Introducing the 40 Piece Challenge: Background
You won’t become a competent English reader if each year you learn to read and recite just a few poems each year. Likewise, you won’t become a competent and well-rounded pianist—and you won’t have the skill to play on your own after your lessons have ended—if you learn just a few recital pieces each year. The phrase “40 piece challenge” was coined by the Australian piano teacher Elisa Milne. In 2018-19 we offered the Challenge to a few students for the first time. Eight students attempted the challenge and five of these finished it; two others came close. In 2022-23, eight students completed the challenge.
The Challenge
Learn 40 pieces to completion between June and May.

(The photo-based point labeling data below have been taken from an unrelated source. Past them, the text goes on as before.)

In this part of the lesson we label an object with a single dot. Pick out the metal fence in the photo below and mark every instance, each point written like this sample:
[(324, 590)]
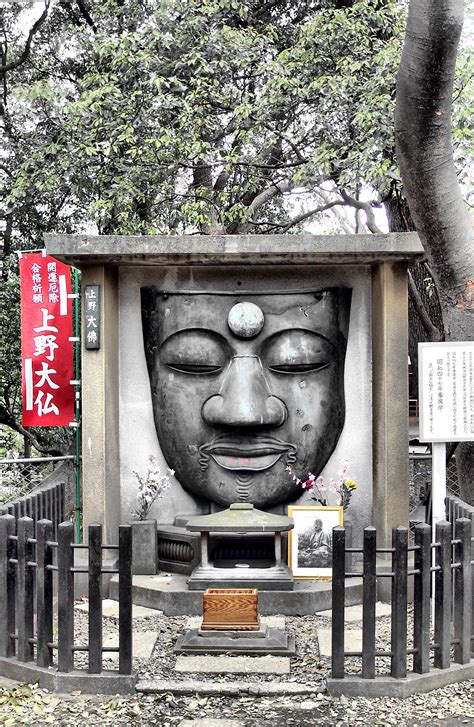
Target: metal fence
[(47, 503), (452, 596), (28, 567), (19, 476)]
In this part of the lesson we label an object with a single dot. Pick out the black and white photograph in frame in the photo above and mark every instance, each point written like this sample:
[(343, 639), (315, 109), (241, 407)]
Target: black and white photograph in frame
[(310, 542)]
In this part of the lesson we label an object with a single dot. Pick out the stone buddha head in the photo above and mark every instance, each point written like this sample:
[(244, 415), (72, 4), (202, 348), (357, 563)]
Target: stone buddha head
[(244, 385)]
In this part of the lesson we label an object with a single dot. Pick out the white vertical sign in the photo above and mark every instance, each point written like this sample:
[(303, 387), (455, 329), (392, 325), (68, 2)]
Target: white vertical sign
[(446, 391)]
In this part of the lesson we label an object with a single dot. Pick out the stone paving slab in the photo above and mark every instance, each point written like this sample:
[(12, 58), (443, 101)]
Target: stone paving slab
[(143, 643), (354, 613), (211, 723), (110, 609), (352, 641), (233, 664), (273, 622)]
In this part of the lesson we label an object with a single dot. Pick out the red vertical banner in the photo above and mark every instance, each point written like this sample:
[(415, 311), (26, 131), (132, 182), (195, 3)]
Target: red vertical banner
[(46, 348)]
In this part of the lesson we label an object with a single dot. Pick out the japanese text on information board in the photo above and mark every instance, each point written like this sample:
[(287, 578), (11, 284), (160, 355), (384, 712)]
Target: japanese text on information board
[(446, 391)]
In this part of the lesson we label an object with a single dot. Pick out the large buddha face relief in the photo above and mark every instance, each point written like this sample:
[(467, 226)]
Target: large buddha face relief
[(245, 385)]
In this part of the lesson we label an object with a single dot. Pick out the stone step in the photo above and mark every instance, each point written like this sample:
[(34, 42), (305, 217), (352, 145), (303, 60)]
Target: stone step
[(183, 687), (233, 664)]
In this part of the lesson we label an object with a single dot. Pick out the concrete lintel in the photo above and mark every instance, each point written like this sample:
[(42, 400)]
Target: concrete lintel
[(84, 250), (105, 683), (385, 686)]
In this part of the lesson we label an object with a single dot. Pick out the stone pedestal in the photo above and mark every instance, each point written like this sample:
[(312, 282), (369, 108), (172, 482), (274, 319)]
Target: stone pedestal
[(244, 521)]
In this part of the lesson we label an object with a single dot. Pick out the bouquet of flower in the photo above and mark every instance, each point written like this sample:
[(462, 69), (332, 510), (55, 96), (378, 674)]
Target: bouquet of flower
[(320, 491), (150, 487)]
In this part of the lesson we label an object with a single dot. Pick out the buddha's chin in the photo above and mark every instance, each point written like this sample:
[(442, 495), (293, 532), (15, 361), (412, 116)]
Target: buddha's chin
[(262, 489)]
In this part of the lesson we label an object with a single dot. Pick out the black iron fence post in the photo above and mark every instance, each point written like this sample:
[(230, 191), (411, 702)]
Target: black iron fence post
[(421, 605), (462, 593), (125, 599), (369, 600), (25, 591), (338, 583), (65, 597), (399, 602), (7, 585), (95, 599), (443, 595), (44, 592)]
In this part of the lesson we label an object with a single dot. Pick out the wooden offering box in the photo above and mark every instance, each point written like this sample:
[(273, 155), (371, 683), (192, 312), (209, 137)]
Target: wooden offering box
[(230, 609)]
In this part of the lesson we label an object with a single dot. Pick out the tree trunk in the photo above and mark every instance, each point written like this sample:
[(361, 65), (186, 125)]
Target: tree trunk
[(424, 151)]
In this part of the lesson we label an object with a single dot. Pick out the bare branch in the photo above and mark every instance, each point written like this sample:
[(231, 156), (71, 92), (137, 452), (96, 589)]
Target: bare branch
[(310, 213), (27, 49), (366, 207), (86, 15), (267, 195)]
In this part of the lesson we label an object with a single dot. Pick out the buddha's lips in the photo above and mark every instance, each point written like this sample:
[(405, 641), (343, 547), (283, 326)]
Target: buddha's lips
[(255, 457)]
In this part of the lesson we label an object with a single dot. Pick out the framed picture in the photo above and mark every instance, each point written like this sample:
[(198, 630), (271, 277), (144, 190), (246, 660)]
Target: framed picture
[(310, 542)]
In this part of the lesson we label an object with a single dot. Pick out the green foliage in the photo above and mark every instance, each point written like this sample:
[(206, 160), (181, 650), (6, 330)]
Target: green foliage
[(176, 116)]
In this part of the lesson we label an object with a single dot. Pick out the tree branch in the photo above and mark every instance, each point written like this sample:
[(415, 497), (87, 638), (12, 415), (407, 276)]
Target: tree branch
[(267, 195), (433, 333), (86, 15), (365, 207), (27, 49), (307, 215)]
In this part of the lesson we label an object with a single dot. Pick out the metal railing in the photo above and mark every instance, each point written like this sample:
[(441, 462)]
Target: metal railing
[(28, 565), (47, 503), (452, 594)]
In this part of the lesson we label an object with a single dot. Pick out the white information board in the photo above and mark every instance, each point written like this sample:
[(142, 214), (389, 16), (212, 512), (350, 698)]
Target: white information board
[(446, 391)]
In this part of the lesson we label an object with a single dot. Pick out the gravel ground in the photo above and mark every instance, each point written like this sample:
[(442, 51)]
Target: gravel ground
[(24, 705)]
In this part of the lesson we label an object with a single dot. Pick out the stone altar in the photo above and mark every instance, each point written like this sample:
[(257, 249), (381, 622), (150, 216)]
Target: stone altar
[(241, 521)]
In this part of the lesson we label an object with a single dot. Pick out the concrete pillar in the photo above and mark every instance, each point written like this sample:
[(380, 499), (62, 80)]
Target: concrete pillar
[(100, 411), (390, 398)]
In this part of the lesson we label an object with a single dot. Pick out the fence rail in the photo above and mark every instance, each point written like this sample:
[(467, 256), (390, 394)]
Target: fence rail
[(27, 575), (452, 569), (47, 503)]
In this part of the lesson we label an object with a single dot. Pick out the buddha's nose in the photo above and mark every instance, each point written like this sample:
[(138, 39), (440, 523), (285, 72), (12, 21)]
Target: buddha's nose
[(244, 398)]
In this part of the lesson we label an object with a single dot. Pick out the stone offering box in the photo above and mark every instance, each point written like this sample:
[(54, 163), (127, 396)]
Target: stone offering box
[(349, 297)]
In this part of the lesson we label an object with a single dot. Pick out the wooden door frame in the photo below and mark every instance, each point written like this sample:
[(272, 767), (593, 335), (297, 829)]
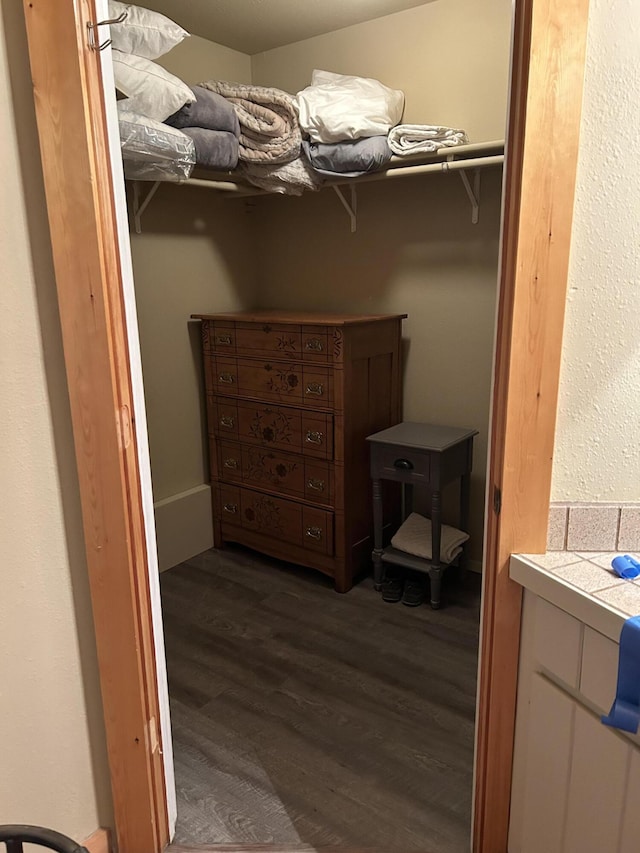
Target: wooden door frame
[(542, 151)]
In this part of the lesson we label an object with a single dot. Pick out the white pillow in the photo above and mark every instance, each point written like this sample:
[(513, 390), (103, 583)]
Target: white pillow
[(143, 32), (150, 90)]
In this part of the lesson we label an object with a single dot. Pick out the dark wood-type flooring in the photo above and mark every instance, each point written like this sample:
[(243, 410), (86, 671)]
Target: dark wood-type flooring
[(304, 718)]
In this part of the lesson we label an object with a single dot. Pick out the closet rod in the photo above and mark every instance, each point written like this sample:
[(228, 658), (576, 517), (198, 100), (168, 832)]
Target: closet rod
[(226, 186), (444, 166)]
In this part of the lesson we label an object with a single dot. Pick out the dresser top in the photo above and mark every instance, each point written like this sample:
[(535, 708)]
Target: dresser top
[(308, 318)]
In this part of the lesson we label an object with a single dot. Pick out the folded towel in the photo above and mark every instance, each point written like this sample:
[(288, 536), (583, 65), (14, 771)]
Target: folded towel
[(414, 537), (348, 159), (269, 129), (209, 110), (423, 138), (215, 149), (287, 178)]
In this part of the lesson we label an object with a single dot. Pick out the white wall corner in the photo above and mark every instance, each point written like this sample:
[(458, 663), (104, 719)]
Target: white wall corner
[(184, 526)]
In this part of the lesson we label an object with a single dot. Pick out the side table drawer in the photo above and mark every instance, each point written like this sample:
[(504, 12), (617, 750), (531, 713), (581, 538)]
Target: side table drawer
[(400, 464)]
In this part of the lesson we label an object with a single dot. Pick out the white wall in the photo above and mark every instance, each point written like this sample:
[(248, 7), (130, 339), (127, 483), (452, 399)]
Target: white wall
[(597, 451), (450, 57), (53, 767)]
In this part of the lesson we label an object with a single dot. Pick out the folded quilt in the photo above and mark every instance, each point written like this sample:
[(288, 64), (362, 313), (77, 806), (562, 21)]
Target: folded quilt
[(348, 159), (287, 178), (423, 138), (414, 537), (269, 129), (209, 110), (215, 149)]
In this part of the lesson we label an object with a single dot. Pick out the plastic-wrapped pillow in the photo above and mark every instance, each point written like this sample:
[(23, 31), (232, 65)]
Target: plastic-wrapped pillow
[(150, 90), (143, 32), (152, 151), (336, 107)]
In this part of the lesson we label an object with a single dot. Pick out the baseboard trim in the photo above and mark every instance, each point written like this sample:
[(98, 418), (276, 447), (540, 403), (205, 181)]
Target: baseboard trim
[(98, 842), (184, 526)]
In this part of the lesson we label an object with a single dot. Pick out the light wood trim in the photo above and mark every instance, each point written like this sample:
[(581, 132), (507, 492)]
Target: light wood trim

Pieces must be started after the summer recital (early/mid June) and completed before Memorial Day.
Completion Means
♪ First steps
♪ Appropriate tempo
♪ Expressive basics
♪ Memorization is not required
Definitions
♩First steps: notes, rhythm, fingering, articulation.

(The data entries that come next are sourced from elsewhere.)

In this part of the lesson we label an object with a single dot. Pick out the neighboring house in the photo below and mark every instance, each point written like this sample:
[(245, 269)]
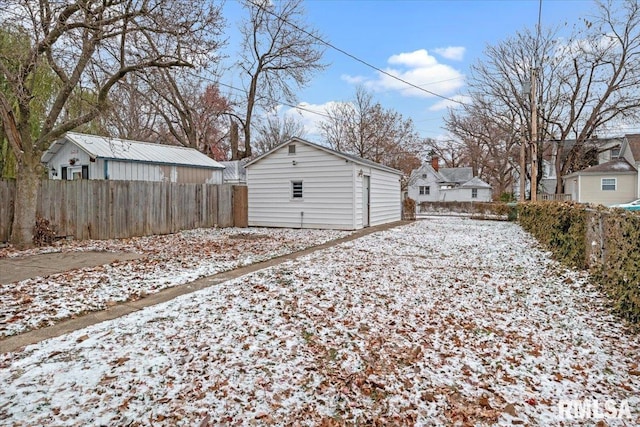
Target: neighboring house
[(596, 150), (235, 172), (430, 183), (81, 156), (615, 180), (299, 184)]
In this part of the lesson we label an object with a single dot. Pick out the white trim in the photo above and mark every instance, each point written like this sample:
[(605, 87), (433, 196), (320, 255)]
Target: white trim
[(615, 184)]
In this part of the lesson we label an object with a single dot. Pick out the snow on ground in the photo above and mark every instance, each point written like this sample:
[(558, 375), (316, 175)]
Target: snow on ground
[(169, 260), (445, 321)]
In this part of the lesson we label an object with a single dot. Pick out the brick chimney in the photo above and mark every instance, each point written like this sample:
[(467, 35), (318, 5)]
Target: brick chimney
[(435, 163)]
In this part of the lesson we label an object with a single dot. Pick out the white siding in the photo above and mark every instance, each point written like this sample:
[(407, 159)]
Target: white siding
[(590, 190), (63, 157), (130, 170), (327, 182), (463, 194), (385, 197), (430, 180)]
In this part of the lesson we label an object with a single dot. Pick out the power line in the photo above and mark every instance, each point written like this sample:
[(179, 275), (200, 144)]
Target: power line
[(355, 58)]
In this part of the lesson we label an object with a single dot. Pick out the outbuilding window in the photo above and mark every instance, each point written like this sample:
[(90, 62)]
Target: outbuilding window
[(296, 189), (609, 184)]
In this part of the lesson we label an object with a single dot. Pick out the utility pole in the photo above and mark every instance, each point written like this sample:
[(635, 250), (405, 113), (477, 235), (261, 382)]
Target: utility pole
[(534, 136), (523, 165)]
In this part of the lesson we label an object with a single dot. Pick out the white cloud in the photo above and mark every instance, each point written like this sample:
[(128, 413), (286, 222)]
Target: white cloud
[(418, 68), (455, 53), (354, 80), (310, 115), (446, 103), (416, 59)]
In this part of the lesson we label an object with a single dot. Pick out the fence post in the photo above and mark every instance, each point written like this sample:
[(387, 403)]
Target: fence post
[(240, 206)]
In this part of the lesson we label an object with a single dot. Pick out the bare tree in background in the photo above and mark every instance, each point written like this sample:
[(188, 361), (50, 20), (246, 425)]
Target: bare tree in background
[(280, 53), (364, 128), (273, 130), (489, 145), (89, 45), (451, 151), (586, 84)]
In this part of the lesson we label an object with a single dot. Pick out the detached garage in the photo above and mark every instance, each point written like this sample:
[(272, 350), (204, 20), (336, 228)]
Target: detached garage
[(299, 184), (81, 156)]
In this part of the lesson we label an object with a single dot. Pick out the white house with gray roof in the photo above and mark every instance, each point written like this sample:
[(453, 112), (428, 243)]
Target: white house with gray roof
[(615, 180), (299, 184), (431, 183), (81, 156)]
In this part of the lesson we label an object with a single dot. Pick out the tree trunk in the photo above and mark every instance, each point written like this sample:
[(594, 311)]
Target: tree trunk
[(28, 182)]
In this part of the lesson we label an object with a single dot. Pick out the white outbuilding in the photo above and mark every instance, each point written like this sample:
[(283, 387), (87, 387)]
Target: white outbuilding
[(299, 184), (82, 156)]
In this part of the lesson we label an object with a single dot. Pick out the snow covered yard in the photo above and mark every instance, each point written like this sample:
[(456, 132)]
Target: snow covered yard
[(446, 321), (170, 260)]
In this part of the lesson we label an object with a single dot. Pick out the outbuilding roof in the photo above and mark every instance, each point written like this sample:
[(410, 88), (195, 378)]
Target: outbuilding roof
[(122, 149), (475, 182), (614, 166), (351, 157)]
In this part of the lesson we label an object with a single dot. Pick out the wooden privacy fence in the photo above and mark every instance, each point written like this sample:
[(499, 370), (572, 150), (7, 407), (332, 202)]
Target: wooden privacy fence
[(91, 209)]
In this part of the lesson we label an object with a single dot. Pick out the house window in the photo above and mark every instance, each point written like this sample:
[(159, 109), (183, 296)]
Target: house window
[(296, 189), (609, 184)]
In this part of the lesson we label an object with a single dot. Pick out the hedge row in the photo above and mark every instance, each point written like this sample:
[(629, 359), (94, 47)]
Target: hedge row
[(620, 276), (562, 228), (474, 208)]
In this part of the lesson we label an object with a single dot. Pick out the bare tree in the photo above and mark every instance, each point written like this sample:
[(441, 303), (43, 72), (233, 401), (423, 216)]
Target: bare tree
[(586, 83), (488, 144), (280, 53), (364, 128), (90, 45), (273, 130), (451, 151)]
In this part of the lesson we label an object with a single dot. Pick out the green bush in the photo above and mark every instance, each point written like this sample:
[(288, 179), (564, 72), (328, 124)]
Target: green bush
[(560, 226), (620, 274)]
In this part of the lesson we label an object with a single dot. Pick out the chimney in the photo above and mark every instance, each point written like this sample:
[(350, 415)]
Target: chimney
[(435, 163)]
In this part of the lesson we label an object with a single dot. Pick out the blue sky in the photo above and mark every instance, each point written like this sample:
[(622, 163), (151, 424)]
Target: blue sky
[(428, 42)]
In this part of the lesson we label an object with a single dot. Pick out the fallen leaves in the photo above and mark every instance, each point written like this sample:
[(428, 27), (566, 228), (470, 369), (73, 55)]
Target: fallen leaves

♩Appropriate tempo: playing at the composer/editor suggested tempo with good steadiness and continuity; or, another musically appropriate tempo.
♩Expressive basics: always includes dynamics. Often, balance, pedal and phrasing require attention as well. Less commonly, voicing and more advanced concepts need to be addressed.
Celebrating Success
When a piece is completed, we’ll celebrate your success! Often, we'll make an audio or video recording or play along with an accompaniment track. We’ll record your progress in a chart. Students who complete the challenge will receive a lovely certificate.
What Counts?
Almost anything that sounds like a piece counts. Recital and festival pieces do count, but in order to meet the 40 pieces goal, most pieces will need to be easier than typical recital/festival/competition pieces.
What Doesn't Count?
Completing pieces that require no real attention or that have no learning objective won’t improve your skill! With this in mind: pieces that are so easy they can be mastered in just a few repetitions as well as exercises built from a single technical element shouldn't count towards the challenge.
Yes You Can!
If you finish one piece most weeks and two pieces every once in a while, you will be on track to complete 40 pieces in a year. Summer practice and/or summer lessons will make the goal much more attainable. Our most successful younger students have always completed 40+ pieces in a year!